Monday, October 30, 2017

Concerning: Gold bar certified by the Royal Canadian Bank is discovered to be fake

According to CBC, the Royal Canadian Mint is investigating how a sealed, "pure gold" wafer with proper mint stampings has emerged as a fake. According to the Canadian press, the one-ounce gold piece, which was supposed to be 99.99% pure, was purchased by an Ottawa jeweller on Oct. 18 at a Royal Bank of Canada branch. The problem emerged when tests of the bar showed it may contain no gold at all.

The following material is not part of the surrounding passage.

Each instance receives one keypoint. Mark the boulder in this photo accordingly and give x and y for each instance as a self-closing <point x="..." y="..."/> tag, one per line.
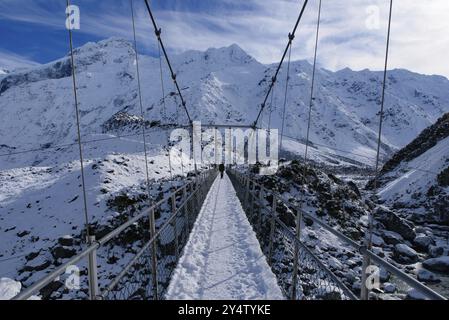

At first, the bank refused to take it back. RBC ultimately thought better of that position, and decided they had an obligation to pick up the bar and then returned it to the mint for testing, refunding Tang the $1,680 purchase price.

If there is one fake bar, there are likely many more. William Rentz, a professor at the University of Ottawa's Telfer School of Management and an expert on investments and equity, says the discovery is "troubling."
"A currency counterfeiter doesn't make just one fake $50 bill," he said. "They make a whole lot of them. So I would suspect this might just be the tip of the iceberg."
That's especially true if you buy the gold at the bank itself!   Couldn't be a much better spot to buy gold than that, you would think.
Better stick with US eagles for now.

1 comment:

  1. A few years ago I was checking out gold coins on Ebay. I found a set of Chinese gold coins, a "mint set" of gold coins. There were 5 coins ranging from about 1/10oz up to 1oz; gold was selling for around $900/oz at the time, so I expected this set to sell for over $1500.

    Just for curiosity, and fully expecting to have my small bid immediately out-bid, I put in a bid of $15. That way, I'd keep getting notifications of what the bidding got up to.

    Knock me over with a feather, mine was the winning bid! In due course I got the set- impressively packaged in a well-made wooden display case, lined with velvet, and a pile of documents with colorful seals to assert their authenticity!

    The coins themselves were each in a plastic capsule, and looked magnificent!

    They were, of course, counterfeit. Sigh.

    I contacted Ebay, told them that this was fraudulent, and expected a big fight; but I got an immediate refund and didn't even have to return the merchandise (which usually has to be done for a refund.)

    The case is in front of me as I type this; it still looks magnificent, it's just too bad it isn't real!

    This case of the gold from the bank is, I fear, merely the tip of a very large iceberg. Counterfeiting's just too profitable, and too easy these days.